Finance minister Arun Jaitley was spot on when he said, while handing over the Economic Times Awards for Corporate Excellence to the winners of 2016, that changing the mindset that it was smart to not pay one’s taxes is a major challenge before the country. He said demonetisation was meant to address the problem. It might well have been meant to, but will fail in this task, given the alacrity with which Indians have deposited the bulk of the demonetised notes already and given the ease with which old money can be changed for new legal tender in the informal market. However, one other reform that the FM is pursuing with tenacity, the Goods and Services Tax, is likely to play a significant role in making Indians taxcompliant.
GST allows those who pay tax on their supply of goods or services to net out the tax they have paid on their inputs.
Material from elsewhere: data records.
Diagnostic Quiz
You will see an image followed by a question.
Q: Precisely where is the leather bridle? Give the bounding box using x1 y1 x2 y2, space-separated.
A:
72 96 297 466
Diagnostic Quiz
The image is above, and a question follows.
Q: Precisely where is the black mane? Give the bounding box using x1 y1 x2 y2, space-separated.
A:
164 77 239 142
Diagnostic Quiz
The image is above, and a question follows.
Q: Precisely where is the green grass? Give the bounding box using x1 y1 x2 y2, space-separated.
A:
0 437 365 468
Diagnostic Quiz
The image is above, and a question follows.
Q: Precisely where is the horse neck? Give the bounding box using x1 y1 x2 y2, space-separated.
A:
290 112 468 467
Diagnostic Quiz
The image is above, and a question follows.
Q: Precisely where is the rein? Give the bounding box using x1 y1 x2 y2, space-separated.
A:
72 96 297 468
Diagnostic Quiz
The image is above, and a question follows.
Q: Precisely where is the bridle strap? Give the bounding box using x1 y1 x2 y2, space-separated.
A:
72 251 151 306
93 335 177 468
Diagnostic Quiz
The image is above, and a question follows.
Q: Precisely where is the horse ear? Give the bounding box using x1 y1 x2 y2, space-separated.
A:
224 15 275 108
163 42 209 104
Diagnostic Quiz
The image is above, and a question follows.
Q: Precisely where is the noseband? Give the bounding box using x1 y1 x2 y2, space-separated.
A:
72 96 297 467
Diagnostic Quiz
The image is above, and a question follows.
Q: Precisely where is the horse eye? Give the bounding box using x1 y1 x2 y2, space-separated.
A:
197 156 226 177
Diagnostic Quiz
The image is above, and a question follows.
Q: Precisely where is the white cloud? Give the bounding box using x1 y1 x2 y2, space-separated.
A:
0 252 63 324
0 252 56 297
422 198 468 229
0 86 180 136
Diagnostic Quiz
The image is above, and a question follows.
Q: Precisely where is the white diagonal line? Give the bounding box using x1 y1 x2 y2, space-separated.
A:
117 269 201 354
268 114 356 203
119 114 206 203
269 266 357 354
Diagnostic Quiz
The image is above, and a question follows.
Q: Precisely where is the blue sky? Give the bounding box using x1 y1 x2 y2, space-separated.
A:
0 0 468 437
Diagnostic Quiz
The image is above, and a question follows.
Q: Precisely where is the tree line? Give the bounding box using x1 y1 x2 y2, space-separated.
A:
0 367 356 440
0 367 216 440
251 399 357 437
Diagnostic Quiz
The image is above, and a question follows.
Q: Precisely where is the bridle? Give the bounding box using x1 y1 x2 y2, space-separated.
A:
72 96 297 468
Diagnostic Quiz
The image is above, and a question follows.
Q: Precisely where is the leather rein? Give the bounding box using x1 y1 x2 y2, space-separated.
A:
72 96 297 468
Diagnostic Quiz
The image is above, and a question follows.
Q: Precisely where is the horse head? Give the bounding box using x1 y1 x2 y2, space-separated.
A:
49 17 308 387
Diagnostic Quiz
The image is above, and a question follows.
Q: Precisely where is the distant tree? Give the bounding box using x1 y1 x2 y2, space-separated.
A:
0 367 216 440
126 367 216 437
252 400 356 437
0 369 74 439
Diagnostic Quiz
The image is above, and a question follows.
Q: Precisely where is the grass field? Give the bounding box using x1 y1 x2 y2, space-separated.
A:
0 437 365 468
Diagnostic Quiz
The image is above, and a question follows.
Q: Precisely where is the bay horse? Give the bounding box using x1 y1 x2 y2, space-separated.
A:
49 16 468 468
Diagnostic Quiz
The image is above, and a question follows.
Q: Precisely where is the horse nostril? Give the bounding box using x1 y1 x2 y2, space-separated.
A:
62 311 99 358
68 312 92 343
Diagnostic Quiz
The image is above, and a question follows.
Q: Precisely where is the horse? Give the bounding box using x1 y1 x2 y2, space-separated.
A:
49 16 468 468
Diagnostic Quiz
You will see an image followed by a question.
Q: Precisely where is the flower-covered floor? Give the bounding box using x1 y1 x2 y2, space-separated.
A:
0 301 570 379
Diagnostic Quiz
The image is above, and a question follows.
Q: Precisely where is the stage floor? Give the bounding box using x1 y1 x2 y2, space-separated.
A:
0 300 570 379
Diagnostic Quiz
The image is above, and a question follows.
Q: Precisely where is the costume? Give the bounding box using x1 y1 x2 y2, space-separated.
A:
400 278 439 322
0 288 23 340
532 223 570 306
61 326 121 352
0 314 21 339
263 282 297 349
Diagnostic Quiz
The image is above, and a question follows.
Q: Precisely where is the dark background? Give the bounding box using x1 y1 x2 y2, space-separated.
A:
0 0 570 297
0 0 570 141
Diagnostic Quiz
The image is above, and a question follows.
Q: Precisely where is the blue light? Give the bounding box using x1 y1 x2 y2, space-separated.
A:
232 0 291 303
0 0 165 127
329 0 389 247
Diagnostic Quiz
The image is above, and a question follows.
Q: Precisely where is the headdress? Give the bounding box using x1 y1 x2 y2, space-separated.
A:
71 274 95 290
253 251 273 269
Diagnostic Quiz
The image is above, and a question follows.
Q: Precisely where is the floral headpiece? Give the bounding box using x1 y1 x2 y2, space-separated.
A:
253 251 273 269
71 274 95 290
In order to claim input tax credit, producers would want to procure their inputs only from suppliers who raise an invoice and levy tax. These suppliers, in turn, would procure their inputs from other suppliers who also pay tax on their output. Once everyone collects tax from those who purchase their supplies, the volume of production that goes outside the tax net would fall appreciably. Once most output gets reported, so would the associated income. Thus, transiting to GST is a reform that would expand the base of both direct and indirect taxes. However, for this potential to be realised, the government must do two other things as well. One is to subsume stamp duty under GST, treating registration as a service rendered for a fee on which service tax is charged. Commercial establishments would then report their true value, so as to maximise the input tax credit by way of tax paid on registration fees. This would benchmark real estate transactions in general.
Another key reform needed is to lower tax rates and raise the income threshold to pay appreciable levels of tax. If the cost of compliance is significantly larger than the cost of non-compliance, people will find ways to evade tax.